Marco and I spoke just a few days before he finalized a deal to sell
the majority interest in Instapaper, and, in fact, I had no idea it was
about to go down, as Marco was finalizing the sale. Go back and listen
to  Episode #20: So Successful That He Fired Himself (part 1) for how Tumblr and Instapaper grew.

In part 2, we talk about Marco’s podcasts, The Magazine, blogging, advertising, and related topics.

On Twitter, Marco Arment, Accidental Tech Podcast, The Magazine.

Show Notes

We mentioned a number of audio tools. At the high end, you find Pro Tools (with which this show is edited) and Logic. Less expensive options include Garageband (included with Macs and purchasable as an update), Audacity (free, and available for many platforms), and Amadeus Pro ($60 for Mac OS X).

Instapaper has a regularly updated set of recommended articles to read called The Feature that was formerly called Give Me Something to Read. The Pulse app was pulled temporarily in 2010 from the App Store due to a complaint by the New York Times about use of trademarks.

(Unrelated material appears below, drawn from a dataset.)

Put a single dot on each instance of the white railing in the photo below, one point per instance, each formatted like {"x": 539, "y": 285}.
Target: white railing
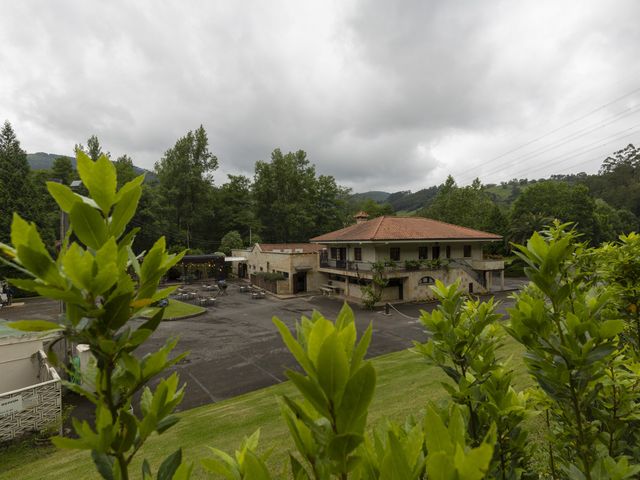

We talked about the issue of viewing ads on a page before saving the
content to read later. Instapaper once had a bypass option. Pocket also
used to offer something like this, but its current browser extensions save the active, viewable page or all open tabs (that have already loaded the pages).

Both Marco and I are big fans of the Çingleton conference, at which we both spoke in its 2012 version; Guy English, one of its organizers; and Paul Kafasis, head of Rogue Amoeba, which makes great audio software.

Marco faces plagues of trolls, especially at Hacker News,
where there is a peculiar amount of anger at him for his blunt
statements about software and hardware that people seem to take awfully
personally. Marco’s essay on “Anti-Apple Anger” explains why people get mad when you make something great that they can’t get everything they want from. Jamelle Bouie’s “And Read All Over” appeared first in The Magazine, but generated the most interest a month later when he posted it on his own site.